Python: Time To Live (TTL) Cache

15 November 2022, Carlos Pena

Imagine that your application is slow or overloading the bank, for example. But there is a possibility, caching the data, with one limitation, the data cannot be too outdated.

Database

Create a dummy oracle db to simulate a real environment

docker run -d -p 1521:1521 -e ORACLE_PASSWORD=pass -v oracle-volume:/opt/oracle/oradata gvenzl/oracle-xe

Create a connection pool in python

import oracledb
ora_conn = "system/pass@localhost:1521/xe"
# USER/PASS@IP:PORT/SID
pool = oracledb.ConnectionPool(ora_conn, max=4)

Execute a select

from typing import Any

def sql(query: str) -> dict[str, Any]:
    with pool.acquire() as conn:
        with conn.cursor() as cursor:
            cursor.execute(query)
            data = cursor.fetchall()
            cols = [col[0] for col in cursor.description]
    return {"columns":cols, "data": data}

Create two example queries

query_dummy = "select * from my_table"
sql(query_dummy)
# 182 µs ± 10.3 µs per loop (mean ± std. dev. of 7 runs, 10,000 loops each)

query_slow = """
    SELECT LEVEL FROM dual
    CONNECT BY LEVEL <= 1000000
"""
sql(query_slow)
# 1.01 s ± 99 ms per loop (mean ± std. dev. of 7 runs, 1 loop each)

TTL Cachetools

The Cachetools library is an excellent form of caching, it is quick and easy to implement, and it has a variety of types (ttl, lru, lfu, …).

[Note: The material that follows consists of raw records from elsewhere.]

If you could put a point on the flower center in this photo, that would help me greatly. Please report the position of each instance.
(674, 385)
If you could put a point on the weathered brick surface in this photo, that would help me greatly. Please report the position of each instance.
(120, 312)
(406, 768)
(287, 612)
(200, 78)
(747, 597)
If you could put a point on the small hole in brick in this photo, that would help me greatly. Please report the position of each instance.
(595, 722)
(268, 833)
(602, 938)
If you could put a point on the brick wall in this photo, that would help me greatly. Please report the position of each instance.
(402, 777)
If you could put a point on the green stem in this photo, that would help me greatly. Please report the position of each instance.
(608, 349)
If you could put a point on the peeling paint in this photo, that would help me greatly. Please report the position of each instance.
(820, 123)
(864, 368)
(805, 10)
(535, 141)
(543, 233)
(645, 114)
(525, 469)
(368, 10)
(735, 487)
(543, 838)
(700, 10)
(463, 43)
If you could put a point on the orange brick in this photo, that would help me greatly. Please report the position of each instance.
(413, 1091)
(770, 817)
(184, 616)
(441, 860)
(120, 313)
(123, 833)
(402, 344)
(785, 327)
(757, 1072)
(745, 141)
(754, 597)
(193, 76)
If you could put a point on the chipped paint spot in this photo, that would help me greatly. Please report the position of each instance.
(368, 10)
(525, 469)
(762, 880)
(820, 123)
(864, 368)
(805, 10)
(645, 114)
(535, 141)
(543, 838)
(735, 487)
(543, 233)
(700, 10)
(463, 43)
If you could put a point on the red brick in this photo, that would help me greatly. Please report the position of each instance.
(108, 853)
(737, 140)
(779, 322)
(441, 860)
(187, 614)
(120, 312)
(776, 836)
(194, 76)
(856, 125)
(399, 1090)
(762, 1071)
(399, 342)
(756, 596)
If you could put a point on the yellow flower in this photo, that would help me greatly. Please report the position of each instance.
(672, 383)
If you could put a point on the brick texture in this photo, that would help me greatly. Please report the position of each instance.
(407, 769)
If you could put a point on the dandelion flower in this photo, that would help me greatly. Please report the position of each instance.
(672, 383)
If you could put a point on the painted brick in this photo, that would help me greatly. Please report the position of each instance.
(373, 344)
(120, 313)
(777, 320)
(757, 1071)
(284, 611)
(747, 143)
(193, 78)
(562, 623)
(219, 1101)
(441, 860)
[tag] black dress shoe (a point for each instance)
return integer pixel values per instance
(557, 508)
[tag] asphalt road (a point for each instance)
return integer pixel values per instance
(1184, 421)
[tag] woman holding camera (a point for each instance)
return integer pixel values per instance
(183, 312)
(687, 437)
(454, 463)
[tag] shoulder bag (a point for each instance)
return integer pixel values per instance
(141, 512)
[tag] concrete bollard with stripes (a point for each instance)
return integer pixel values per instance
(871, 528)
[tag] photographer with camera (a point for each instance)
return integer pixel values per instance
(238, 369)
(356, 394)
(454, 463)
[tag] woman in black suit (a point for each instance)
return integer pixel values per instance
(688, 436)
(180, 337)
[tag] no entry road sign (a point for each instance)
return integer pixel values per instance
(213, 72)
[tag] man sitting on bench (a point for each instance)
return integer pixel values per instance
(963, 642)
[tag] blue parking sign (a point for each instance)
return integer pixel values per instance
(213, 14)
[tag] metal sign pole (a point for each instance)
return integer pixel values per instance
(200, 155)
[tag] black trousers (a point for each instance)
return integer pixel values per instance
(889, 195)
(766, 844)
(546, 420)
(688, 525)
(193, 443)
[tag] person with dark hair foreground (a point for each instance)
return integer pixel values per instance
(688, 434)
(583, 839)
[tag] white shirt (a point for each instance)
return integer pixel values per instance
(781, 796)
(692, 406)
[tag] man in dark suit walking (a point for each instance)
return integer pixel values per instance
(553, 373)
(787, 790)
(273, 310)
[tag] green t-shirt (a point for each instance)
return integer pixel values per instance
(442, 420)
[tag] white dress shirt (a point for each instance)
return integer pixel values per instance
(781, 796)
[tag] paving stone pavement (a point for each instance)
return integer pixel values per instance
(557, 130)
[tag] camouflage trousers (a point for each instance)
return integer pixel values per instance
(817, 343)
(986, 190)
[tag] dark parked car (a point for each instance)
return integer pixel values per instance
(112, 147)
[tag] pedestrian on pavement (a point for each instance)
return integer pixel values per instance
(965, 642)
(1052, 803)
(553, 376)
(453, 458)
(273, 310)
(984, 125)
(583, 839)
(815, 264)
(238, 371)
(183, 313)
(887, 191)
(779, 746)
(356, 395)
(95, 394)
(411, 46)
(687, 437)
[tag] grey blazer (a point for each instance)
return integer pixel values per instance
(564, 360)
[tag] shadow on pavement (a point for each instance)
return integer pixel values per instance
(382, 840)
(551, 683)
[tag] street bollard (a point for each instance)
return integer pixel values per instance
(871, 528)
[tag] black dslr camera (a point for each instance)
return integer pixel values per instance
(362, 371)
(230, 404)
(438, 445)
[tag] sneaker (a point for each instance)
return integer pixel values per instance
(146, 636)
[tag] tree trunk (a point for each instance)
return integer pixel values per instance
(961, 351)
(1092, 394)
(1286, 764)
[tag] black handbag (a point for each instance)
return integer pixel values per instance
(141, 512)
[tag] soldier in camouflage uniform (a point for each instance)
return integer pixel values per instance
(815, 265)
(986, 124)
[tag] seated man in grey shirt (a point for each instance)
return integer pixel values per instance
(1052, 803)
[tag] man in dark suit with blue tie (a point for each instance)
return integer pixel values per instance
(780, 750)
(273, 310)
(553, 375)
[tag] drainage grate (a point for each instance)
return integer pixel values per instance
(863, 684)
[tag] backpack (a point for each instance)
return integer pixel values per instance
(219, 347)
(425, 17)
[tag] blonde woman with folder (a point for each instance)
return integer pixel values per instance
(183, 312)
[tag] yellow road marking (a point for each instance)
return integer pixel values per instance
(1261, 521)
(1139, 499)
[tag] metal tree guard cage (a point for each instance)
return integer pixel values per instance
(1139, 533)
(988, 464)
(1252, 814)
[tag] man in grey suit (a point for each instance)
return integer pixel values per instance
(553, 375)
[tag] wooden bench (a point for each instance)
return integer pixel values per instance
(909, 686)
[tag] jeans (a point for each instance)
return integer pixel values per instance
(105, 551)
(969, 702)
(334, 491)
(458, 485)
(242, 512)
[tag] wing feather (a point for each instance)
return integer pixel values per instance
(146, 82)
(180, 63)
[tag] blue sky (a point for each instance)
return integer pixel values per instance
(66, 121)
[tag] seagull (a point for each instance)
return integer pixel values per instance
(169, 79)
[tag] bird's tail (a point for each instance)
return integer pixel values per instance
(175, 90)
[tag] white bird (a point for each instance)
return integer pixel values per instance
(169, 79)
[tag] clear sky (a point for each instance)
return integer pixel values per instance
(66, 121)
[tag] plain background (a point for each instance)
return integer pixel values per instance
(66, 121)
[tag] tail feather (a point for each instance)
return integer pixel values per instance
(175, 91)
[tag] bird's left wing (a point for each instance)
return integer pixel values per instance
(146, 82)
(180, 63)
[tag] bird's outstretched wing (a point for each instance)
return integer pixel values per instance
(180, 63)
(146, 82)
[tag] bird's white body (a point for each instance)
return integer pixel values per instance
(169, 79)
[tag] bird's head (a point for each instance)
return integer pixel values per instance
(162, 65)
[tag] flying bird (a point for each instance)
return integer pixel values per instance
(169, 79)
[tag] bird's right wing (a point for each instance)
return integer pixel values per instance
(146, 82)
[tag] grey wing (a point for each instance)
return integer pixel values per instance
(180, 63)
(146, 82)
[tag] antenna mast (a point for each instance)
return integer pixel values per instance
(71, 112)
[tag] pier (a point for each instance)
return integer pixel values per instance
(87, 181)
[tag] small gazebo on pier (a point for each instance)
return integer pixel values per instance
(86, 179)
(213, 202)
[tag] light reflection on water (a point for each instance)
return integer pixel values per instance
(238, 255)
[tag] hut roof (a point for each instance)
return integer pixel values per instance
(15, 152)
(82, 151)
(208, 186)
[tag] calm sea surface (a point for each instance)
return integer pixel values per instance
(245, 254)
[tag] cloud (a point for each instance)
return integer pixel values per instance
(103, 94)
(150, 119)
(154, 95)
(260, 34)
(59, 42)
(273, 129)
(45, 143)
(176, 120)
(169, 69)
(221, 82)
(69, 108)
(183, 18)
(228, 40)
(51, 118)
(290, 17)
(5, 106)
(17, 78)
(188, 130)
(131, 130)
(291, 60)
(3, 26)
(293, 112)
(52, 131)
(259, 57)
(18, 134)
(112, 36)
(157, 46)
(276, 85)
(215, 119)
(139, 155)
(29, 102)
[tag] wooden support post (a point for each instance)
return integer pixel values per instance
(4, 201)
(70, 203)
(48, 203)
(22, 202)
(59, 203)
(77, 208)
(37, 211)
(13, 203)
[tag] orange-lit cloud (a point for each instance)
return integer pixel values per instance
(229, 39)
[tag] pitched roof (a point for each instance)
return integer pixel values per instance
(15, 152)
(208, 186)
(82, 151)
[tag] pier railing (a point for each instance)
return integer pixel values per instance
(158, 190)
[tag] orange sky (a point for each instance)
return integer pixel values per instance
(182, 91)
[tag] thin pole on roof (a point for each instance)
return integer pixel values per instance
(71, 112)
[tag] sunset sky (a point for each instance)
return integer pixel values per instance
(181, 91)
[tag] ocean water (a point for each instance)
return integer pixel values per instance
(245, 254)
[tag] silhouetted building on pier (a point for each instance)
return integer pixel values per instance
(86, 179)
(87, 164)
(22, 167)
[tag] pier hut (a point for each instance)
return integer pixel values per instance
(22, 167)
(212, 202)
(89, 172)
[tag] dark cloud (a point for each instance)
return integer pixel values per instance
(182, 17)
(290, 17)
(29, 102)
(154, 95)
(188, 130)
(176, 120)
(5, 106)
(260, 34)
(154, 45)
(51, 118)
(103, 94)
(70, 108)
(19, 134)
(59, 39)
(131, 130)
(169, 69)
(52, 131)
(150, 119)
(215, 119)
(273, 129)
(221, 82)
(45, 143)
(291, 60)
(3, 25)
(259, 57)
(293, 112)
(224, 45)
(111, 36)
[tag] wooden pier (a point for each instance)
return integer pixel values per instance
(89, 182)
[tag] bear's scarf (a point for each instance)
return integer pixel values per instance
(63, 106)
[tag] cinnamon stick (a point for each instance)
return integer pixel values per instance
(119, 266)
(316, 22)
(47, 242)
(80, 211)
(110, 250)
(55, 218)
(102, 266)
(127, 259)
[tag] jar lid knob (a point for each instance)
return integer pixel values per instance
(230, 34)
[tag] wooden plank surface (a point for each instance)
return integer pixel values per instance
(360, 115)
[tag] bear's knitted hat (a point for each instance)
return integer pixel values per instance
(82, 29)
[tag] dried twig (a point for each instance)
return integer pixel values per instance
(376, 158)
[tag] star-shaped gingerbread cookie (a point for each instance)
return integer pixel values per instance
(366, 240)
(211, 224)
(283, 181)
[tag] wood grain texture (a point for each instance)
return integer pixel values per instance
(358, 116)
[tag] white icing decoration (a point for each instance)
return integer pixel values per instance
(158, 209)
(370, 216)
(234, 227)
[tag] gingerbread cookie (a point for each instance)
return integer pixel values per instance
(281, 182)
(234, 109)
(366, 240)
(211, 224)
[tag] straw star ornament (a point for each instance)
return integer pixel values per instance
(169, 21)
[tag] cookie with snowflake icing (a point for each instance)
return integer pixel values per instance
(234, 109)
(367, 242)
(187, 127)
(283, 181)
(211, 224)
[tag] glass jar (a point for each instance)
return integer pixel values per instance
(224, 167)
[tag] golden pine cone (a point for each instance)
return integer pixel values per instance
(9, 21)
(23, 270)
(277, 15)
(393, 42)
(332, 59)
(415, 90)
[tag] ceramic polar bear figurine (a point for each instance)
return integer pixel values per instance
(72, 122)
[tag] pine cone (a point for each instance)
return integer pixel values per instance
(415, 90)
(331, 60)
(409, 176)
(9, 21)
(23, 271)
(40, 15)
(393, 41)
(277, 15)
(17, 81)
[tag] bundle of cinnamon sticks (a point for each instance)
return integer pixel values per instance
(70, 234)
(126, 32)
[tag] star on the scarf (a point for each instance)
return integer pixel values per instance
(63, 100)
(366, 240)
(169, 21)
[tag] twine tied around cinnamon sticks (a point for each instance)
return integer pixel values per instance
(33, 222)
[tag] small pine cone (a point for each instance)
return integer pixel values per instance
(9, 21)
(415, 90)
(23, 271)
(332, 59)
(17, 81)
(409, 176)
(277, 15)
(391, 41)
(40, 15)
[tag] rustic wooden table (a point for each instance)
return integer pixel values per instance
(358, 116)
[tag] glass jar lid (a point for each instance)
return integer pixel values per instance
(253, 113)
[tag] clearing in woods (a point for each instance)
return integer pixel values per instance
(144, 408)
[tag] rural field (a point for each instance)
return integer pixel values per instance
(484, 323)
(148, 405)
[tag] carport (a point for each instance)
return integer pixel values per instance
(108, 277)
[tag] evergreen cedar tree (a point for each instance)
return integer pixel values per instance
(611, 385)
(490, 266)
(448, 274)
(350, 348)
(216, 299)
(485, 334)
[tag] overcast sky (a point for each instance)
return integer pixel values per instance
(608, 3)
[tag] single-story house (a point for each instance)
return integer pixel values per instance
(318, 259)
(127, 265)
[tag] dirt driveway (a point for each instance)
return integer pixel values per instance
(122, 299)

The main disadvantage is if it is necessary to share the cache in separate processes (other pods or applications).

@cachetools.func.ttl_cache(maxsize=128, ttl=10 * 60) # 10m
def cached_sql(query: str) -> dict[str, Any]:
    with pool.acquire() as conn:
        with conn.cursor() as cursor:
            cursor.execute(query)
            data = cursor.fetchall()
            cols = [col[0] for col in cursor.description]
    return {"columns":cols, "data": data}

Lets cache the slow query

cached_sql(query_slow); # cache it
# 1.05 s

Run it after cache

cached_sql(query_slow)
# 1.17 µs ± 6.74 ns per loop (mean ± std. dev. of 7 runs, 1,000,000 loops each)

Redis

To make it easier to use redis, let’s choose a version with json support

docker run -p 6379:6379 --name redis-stack redis/redis-stack:latest
pip install redis[hiredis]

If the cache hit (aka result is not None) return the cached response. Otherwise, execute select into the database and store in redis with a ttl

from typing import Any
import redis
from redis.commands.json.path import Path

client_redis = redis.Redis(host='localhost', port=6379, decode_responses=True)

def redis_sql(query: str, ttl_s: int=10) -> dict[str, Any]:
    result = client_redis.json().get(query)
    if result is not None:
        return result

    with pool.acquire() as conn:
        with conn.cursor() as cursor:
            cursor.execute(query)
            data = cursor.fetchall()
            cols = [col[0] for col in cursor.description]
    result = {"columns":cols, "data": data}
    is_success = client_redis.json().set(query, Path.root_path(), result)
    client_redis.expire(query, ttl_s)
    assert is_success
    return result

Lets cache the slow query

redis_sql(query_slow); # cache it
# 1.21 s

Run it after cache

cached_sql(query_slow)
# 174 ms ± 37 ms per loop (mean ± std. dev. of 7 runs, 10 loops each)
pipe = client_redis.pipeline()
pipe.get("my_key")
pipe.get("my_key2")
pipe.expire("my_key", 10)
pipe.execute() # One roundtrip with 2 gets and one "expire"

Conclusion

The cachetools library provides a simple way to cache data quickly, with the disadvantage that storage is concentrated in a specific process, which is, for instance, a problem for applications with multiple nodes.

An alternative to the problem is to use a specific database for caching, as is the case with Redis, which, however, has a greater latency, and it is necessary to monitor another structure and guarantee communication between the application and Redis.